Hopson Begun, a member of the Shinnecock Kelp Farmers and the Shinnecock Indian Nation, said the harvest — 10 lines of ribbonlike kelp around 100-feet long — had only minor complications, requiring more maintenance than expected after some of the kelp was overcome by slip-gut, a “goopy brown algae.”
The dried and processed kelp will be used as a soil amendment for gardens, including by the Sisters of St. Joseph, which have donated space for the six Shinnecock women to use for the project. Profits have been elusive, but no matter, said Hopson Begun, because “cleaning up the bay is really the only reason we’re doing this,” she said.
Work by conservationists and academia to restore the wildly diverse Shinnecock Bay helped the waterway receive the recent honor of being named one of the world’s Hope Spots by an international ocean conservation group known as Mission Blue.
The group, in announcing the designation, said it was a recognition of Shinnecock Bay’s “substantial ecological, scenic, touristic, economic, spiritual and cultural significance.”
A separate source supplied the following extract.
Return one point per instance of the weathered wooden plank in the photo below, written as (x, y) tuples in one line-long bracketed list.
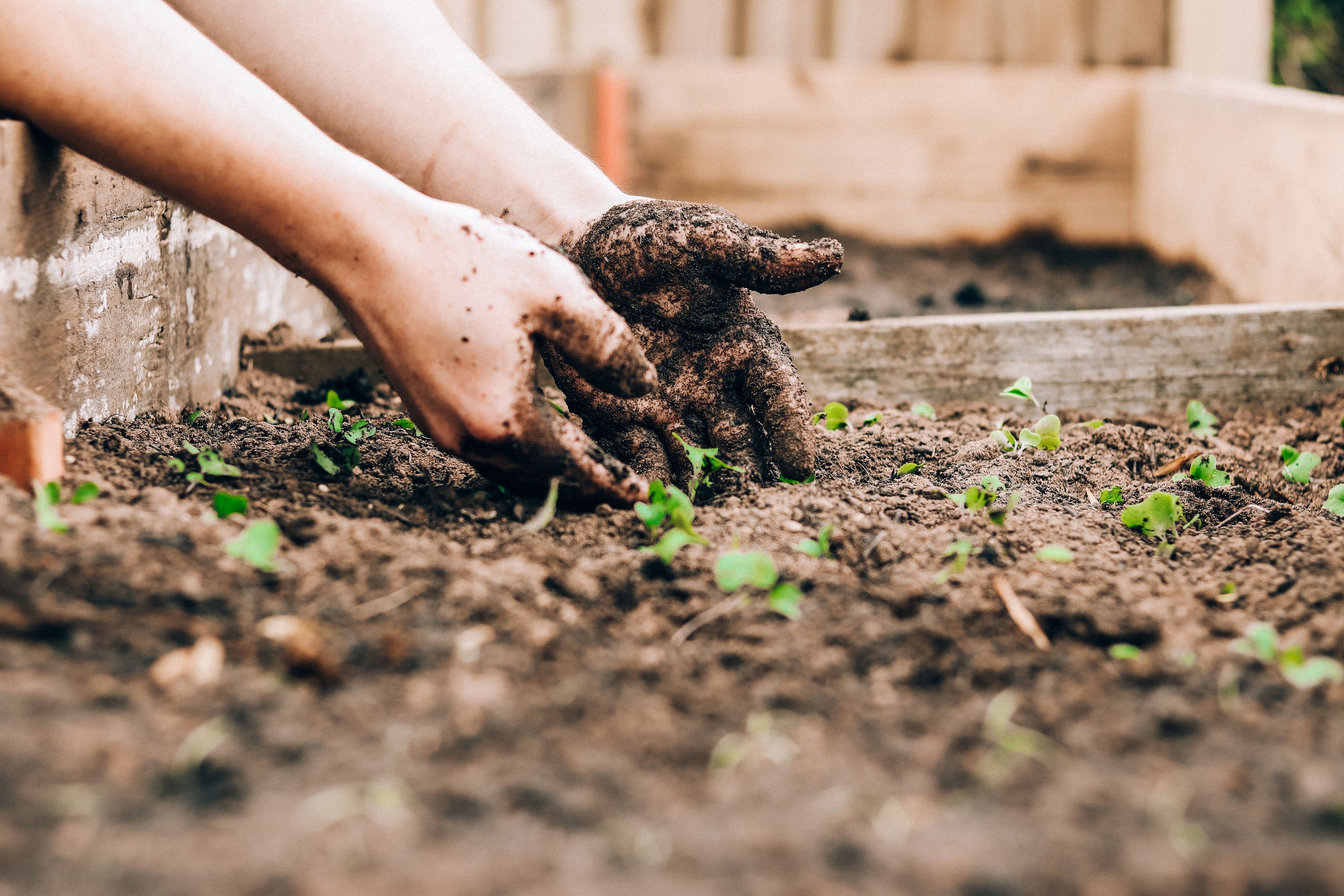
[(1130, 33), (1132, 361)]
It was also a recognition of Stony Brook University’s Shinnecock Bay Restoration Program, which “creates and populates clam sanctuaries, constructs oyster reefs and reseeds sea grass beds” to help restore the bay, with open ocean access through Shinnecock Inlet, to something more approximating its pre-colonial status, when the Shinnecock tribe was its primary steward.
Mission Blue’s founder, Sylvia Earle, cited Shinnecock Bay’s proximity to a major metropolitan area and work by Stony Brook’s School of Marine and Atmospheric Sciences, which nominated the waterway for the designation.
“While New York conjures up visions of skyscrapers and crowded streets, it is a great ocean state with a significant coastline, a rich maritime heritage and growing opportunities to view ocean wildlife from the shores and in the water,” Earle said in a statement.
“Shinnecock Bay is arguably the healthiest bay in New York State, and our work demonstrates that people can reverse the damage done through nature-based, scientifically guided restoration,” said Ellen Pikitch, the endowed professor of ocean conservation science at Stony Brook and director of the Institute for Ocean Conservation Science.
Shinnecock Bay consists of 9,000 acres of open water, salt marshes, intertidal flats and sea grass beds, and the Shinnecock Bay Restoration Program has worked to restore it by stocking it with more than 3.5 million hard clams and building oyster reefs. Establishment of so-called spawner sanctuaries on the bay over the past decade has increased hard-clam harvests by more than 1,000%, Stony Brook said.